Hoje, na FOLHA DE S. PAULO, Samuel Pessoa, discorre sobre a queda na taxa de juros.
Desde
agosto de 2011 a taxa básica de juros reduziu-se em 5,25 pontos percentuais. A
queda para valores próximos aos praticados nas demais economias representa o último
passo que falta para que a estabilização macroeconômica da economia, iniciada
com o Plano Real, em 1994, se complete.
A
questão que se apresenta é sabermos os motivos que motivaram essa queda e, a
partir desse diagnóstico, investigar se a queda será perene ou se será
revertida à frente. Minha avaliação é que a queda da taxa básica de juros desde
agosto de 2011, apesar de ser fato auspicioso e longamente esperado por todos,
é sintoma de perda de produtividade e dinamismo da economia.
Se
as condições que produziram a perda de dinamismo persistirem, a queda terá sido
perene. Caso contrário, poderá haver em algum momento forte ciclo de alta de
juros.
Intuitivamente
associamos juros básicos elevados às situações de risco e de desempenho ruim da
economia. O motivo é que durante muitas décadas a taxa de juros era instrumento
utilizado para estabilizar o setor externo da economia.
Explico-me:
o país tinha uma grande dívida externa e apresentava dificuldade para financiar
a rolagem dessa dívida. Os investidores previam que, por conta dessa
dificuldade, haveria uma forte desvalorização do câmbio, que faria com que sua
riqueza aplicada no Brasil, medida em dólar, se desvalorizasse muito.

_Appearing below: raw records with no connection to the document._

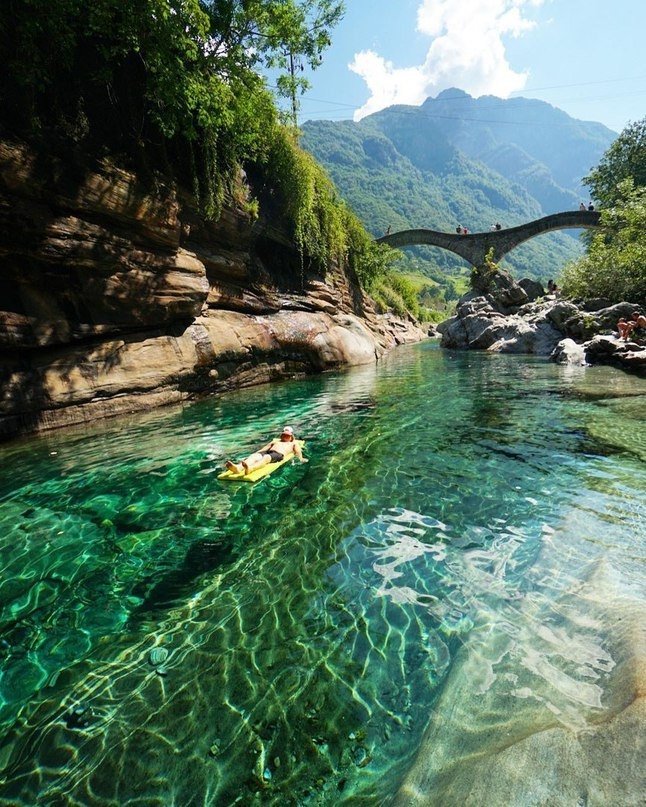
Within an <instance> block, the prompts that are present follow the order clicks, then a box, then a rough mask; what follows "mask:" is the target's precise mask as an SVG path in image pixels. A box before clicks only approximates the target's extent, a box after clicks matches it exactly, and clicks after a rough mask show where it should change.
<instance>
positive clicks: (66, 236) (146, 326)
mask: <svg viewBox="0 0 646 807" xmlns="http://www.w3.org/2000/svg"><path fill="white" fill-rule="evenodd" d="M423 336H424V334H423V333H422V332H421V331H420V330H419V329H418V328H416V327H415V326H414V325H413V324H412V323H410V322H401V321H398V320H396V319H394V318H392V317H390V316H381V315H378V314H376V312H375V309H374V307H373V305H372V302H371V301H370V299H369V298H368V297H367V296H366V295H365V294H363V293H362V291H361V290H360V289H359V287H358V284H357V283H355V282H353V280H352V278H350V277H349V276H348V273H347V271H346V270H345V269H344V268H343V267H339V266H336V267H330V269H329V271H328V272H327V273H326V275H325V276H324V277H323V276H320V275H318V274H316V273H313V272H312V271H310V270H308V269H307V268H303V267H302V265H301V261H300V257H299V255H298V253H297V251H296V249H295V248H294V245H293V244H292V243H291V241H290V239H289V238H288V236H287V234H286V232H285V231H284V229H281V227H280V226H278V225H276V223H272V222H269V221H267V220H264V219H262V218H261V219H259V220H254V219H253V218H252V217H251V216H250V215H249V214H248V213H246V212H245V210H244V204H239V205H236V204H234V203H233V202H230V203H229V204H228V206H226V207H225V209H224V211H223V214H222V216H221V218H220V219H219V220H218V221H217V222H215V223H213V222H207V221H205V220H204V219H203V218H201V217H200V216H199V215H198V214H197V212H196V208H195V205H194V204H193V203H192V200H191V199H190V198H189V197H188V196H182V195H181V193H179V192H178V191H177V190H176V189H175V188H174V187H173V186H171V185H166V184H164V183H163V182H157V183H156V184H155V187H154V190H151V187H150V186H149V185H146V186H144V185H143V184H142V183H141V182H140V181H138V179H137V177H136V176H135V175H134V174H133V173H130V172H129V171H126V170H124V169H123V168H120V167H118V166H116V165H114V164H113V163H111V162H109V161H107V160H105V161H102V162H96V163H93V164H92V165H90V166H88V165H87V164H85V165H83V166H80V165H78V164H75V165H73V166H72V165H70V164H69V162H62V161H59V160H56V159H48V160H42V159H39V157H38V156H37V155H35V154H34V153H32V152H31V151H30V150H29V149H28V148H26V147H25V146H24V145H21V144H16V143H6V142H4V143H0V368H1V369H0V383H1V392H0V436H2V437H5V438H6V437H8V436H12V435H15V434H18V433H24V432H30V431H38V430H41V429H47V428H53V427H57V426H63V425H66V424H73V423H81V422H85V421H88V420H93V419H95V418H97V417H105V416H108V415H113V414H119V413H123V412H132V411H136V410H141V409H147V408H150V407H152V406H158V405H161V404H165V403H170V402H177V401H182V400H185V399H187V398H189V397H191V396H195V395H196V394H199V393H205V392H219V391H224V390H228V389H231V388H234V387H240V386H248V385H252V384H258V383H262V382H265V381H270V380H273V379H278V378H284V377H291V376H294V375H297V374H302V373H310V372H317V371H321V370H325V369H328V368H334V367H339V366H341V365H345V364H360V363H367V362H372V361H375V359H377V358H379V356H381V355H382V354H383V353H384V352H385V351H387V350H388V349H389V348H391V347H393V346H394V345H396V344H400V343H402V342H408V341H417V340H419V339H421V338H422V337H423Z"/></svg>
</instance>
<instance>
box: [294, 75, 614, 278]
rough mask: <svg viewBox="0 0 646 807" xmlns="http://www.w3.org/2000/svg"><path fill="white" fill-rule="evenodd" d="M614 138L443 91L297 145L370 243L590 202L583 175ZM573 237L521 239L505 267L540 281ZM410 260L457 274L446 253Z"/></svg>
mask: <svg viewBox="0 0 646 807" xmlns="http://www.w3.org/2000/svg"><path fill="white" fill-rule="evenodd" d="M615 137H616V134H615V133H614V132H612V131H611V130H610V129H608V128H606V127H605V126H603V125H602V124H600V123H593V122H587V121H580V120H575V119H574V118H571V117H570V116H569V115H567V114H566V113H565V112H563V111H562V110H559V109H556V108H555V107H553V106H551V105H550V104H547V103H545V102H543V101H537V100H533V99H528V98H514V99H510V100H503V99H501V98H495V97H493V96H482V97H480V98H472V97H471V96H470V95H468V94H467V93H465V92H463V91H462V90H458V89H450V90H445V91H444V92H442V93H440V94H439V95H438V96H437V98H428V99H427V100H426V101H425V102H424V103H423V104H422V105H421V106H419V107H414V106H403V105H399V106H392V107H388V108H387V109H383V110H381V111H379V112H376V113H375V114H373V115H370V116H368V117H366V118H364V119H363V120H361V121H359V122H357V123H355V122H353V121H338V122H334V121H308V122H306V123H305V124H304V125H303V127H302V139H301V144H302V145H303V147H304V148H305V149H307V150H308V151H310V152H311V153H312V154H313V155H314V156H315V157H316V159H317V160H318V161H319V162H320V163H322V165H324V166H325V168H326V169H327V171H328V173H329V174H330V176H331V177H332V179H333V180H334V182H335V184H336V186H337V188H338V189H339V192H340V194H341V195H342V196H343V197H344V199H346V201H347V202H348V204H350V205H351V207H352V208H353V209H354V210H355V211H356V212H357V214H358V215H359V216H360V218H361V219H362V220H363V222H364V224H365V225H366V226H367V228H368V229H369V230H370V232H372V233H373V234H374V235H375V236H376V235H381V234H383V233H384V232H385V231H386V229H387V228H388V227H390V228H391V229H392V231H393V232H394V231H396V230H399V229H407V228H411V227H428V228H431V229H435V230H444V231H447V232H453V231H454V230H455V227H456V225H458V224H461V225H462V226H465V227H468V228H469V229H470V230H471V231H472V232H476V231H482V230H487V229H489V228H490V227H491V225H492V224H493V223H494V222H497V221H499V222H501V223H502V225H503V227H505V226H514V225H516V224H521V223H524V222H527V221H530V220H531V219H536V218H540V217H541V216H545V215H547V214H549V213H555V212H558V211H561V210H572V209H575V208H577V207H578V205H579V202H580V201H581V199H587V192H586V191H584V189H583V186H582V184H581V179H582V177H583V176H585V175H586V174H587V173H588V172H589V171H590V169H591V168H593V167H594V166H595V165H596V164H597V163H598V162H599V160H600V158H601V156H602V155H603V153H604V152H605V151H606V149H607V148H608V147H609V146H610V144H611V143H612V141H613V140H614V139H615ZM581 249H582V248H581V245H580V242H579V239H578V234H577V233H576V232H567V231H564V232H560V233H550V234H546V235H544V236H541V237H539V238H537V239H533V240H532V241H529V242H527V243H526V244H523V245H522V246H520V247H519V248H518V249H517V250H514V251H513V252H512V253H511V254H510V255H509V256H508V257H507V258H505V259H504V261H503V266H506V267H507V268H508V269H510V270H511V271H512V272H513V273H514V274H516V275H523V276H529V277H538V278H541V279H543V280H544V279H546V278H547V277H549V276H553V275H556V274H558V270H559V269H560V268H561V266H562V265H563V264H564V263H565V262H566V261H568V260H571V259H572V258H574V257H577V256H578V255H579V254H581ZM410 253H412V255H413V256H414V258H412V259H411V258H410V257H409V259H408V260H409V263H410V262H411V261H412V262H413V263H415V264H416V265H417V266H418V268H420V269H421V270H422V271H423V272H424V273H426V274H428V275H429V276H431V277H432V276H433V275H434V274H436V273H437V270H438V269H440V270H442V271H443V272H448V273H459V272H462V273H464V272H465V271H466V265H465V264H464V262H462V261H461V260H460V259H459V258H458V257H456V256H454V255H453V254H452V253H448V252H445V251H443V250H438V249H434V248H429V247H418V248H415V249H414V250H411V251H410Z"/></svg>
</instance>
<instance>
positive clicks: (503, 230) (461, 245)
mask: <svg viewBox="0 0 646 807" xmlns="http://www.w3.org/2000/svg"><path fill="white" fill-rule="evenodd" d="M599 219H600V214H599V212H598V211H596V210H570V211H566V212H564V213H552V214H551V215H549V216H544V217H543V218H542V219H536V220H535V221H530V222H528V223H527V224H520V225H519V226H517V227H509V228H507V229H504V230H491V231H489V232H486V233H469V234H468V235H458V234H457V233H454V234H452V233H442V232H439V231H437V230H425V229H418V230H400V231H399V232H396V233H390V234H389V235H384V236H382V237H381V238H377V239H375V240H376V241H377V243H378V244H388V245H389V246H391V247H396V248H397V247H410V246H415V245H417V244H428V245H429V246H433V247H441V248H442V249H447V250H449V252H453V253H455V254H456V255H459V256H460V257H461V258H464V259H465V260H466V261H468V262H469V263H470V264H471V265H472V266H475V267H476V269H479V268H480V267H482V266H483V265H484V259H485V255H486V254H487V253H488V252H489V250H490V249H492V248H493V259H494V261H496V262H497V261H500V260H501V259H502V258H504V257H505V255H507V254H508V253H509V252H511V251H512V249H514V248H515V247H517V246H519V245H520V244H522V243H523V242H525V241H529V239H530V238H535V237H536V236H537V235H541V234H542V233H547V232H551V231H553V230H570V229H574V228H576V229H582V228H583V229H588V228H591V227H599V226H600V222H599Z"/></svg>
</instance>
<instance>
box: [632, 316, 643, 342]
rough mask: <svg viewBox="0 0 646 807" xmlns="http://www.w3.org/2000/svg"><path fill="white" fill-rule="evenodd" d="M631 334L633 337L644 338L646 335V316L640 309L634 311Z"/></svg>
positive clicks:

Respondiam, portanto, tentando retirar sua riqueza do país.
Para
contrabalançar, os juros domésticos elevavam-se para compensar os investidores
pelo risco percebido de desvalorização e, portanto, "convencê-los" a
não transferir seus recursos para fora do país.
Ou
seja, mesmo em momentos em que a inflação não estava em elevação, os juros
podiam subir. Esse mecanismo foi claríssimo no primeiro mandato de FHC antes da
alteração do regime cambial, em razão dos diversos choques externos
experimentados pela economia. Minha avaliação é que, desde 2004, quando o
regime de política econômica implantado no segundo mandato de FHC consolidou-se
no primeiro mandato de Lula, a taxa de juros deixou de oscilar em razão dos
riscos percebidos de perda patrimonial e passou a responder aos excessos de
demanda sobre a oferta da economia.
Na
linguagem da profissão, diz-se que desde 2004 a taxa de juros passou a
responder aos fundamentos do mercado de bens e serviços.
Por
que motivo o juro real foi tão elevado entre 2004 e 2010? Minha resposta é que
esse foi um período em que a demanda agregada -a soma de consumo e
investimento- cresceu a taxas superiores à taxa de crescimento do produto,
gerando uma situação de permanente excesso de demanda que pressionava preços e
mantinha a inflação permanentemente elevada, o que requeria a subida dos juros
para esfriar a economia e combater a inflação.
Se é
verdade que esse foi um período de forte avanço do consumo (de 2004 a 2010 o
consumo cresceu 5,5% ao ano para uma expansão do produto de 4,3%), a alta do
investimento no mesmo período, de 8,7%, foi ainda maior. No período mais
recente, de 2010 até 2012, o avanço do consumo continuou sendo superior ao
crescimento do produto, mas expansão do investimento ficou abaixo: 4,6% ante
4,4% anuais.
Assim
o fraco crescimento do investimento, aquém do produto, contribuindo para reduzir
a demanda, explica a redução dos juros domésticos desde agosto de 2011.
Esse
processo de juros em baixa deve persistir por mais uns trimestres: a projeção
no Ibre-FGV é que o investimento continue crescendo aquém da produção ao menos
no quarto trimestre de 2014, quando deve registrar o sexto trimestre seguido
com crescimento negativo.
A
questão é: os juros subirão se e quando o investimento voltar a crescer
fortemente? Há duas possibilidades para que não ocorra a subida dos juros.
A
primeira é que, com o retorno do investimento, a poupança doméstica cresça na
mesma medida, de forma a não ser necessário recorrer à elevação da poupança
externa para financiar a elevação do investimento.
A
segunda é que a política econômica aceite uma elevação da absorção de poupança
externa e, consequentemente, uma valorização do câmbio, quando o investimento
retornar. Isso terá consequências não triviais para a indústria.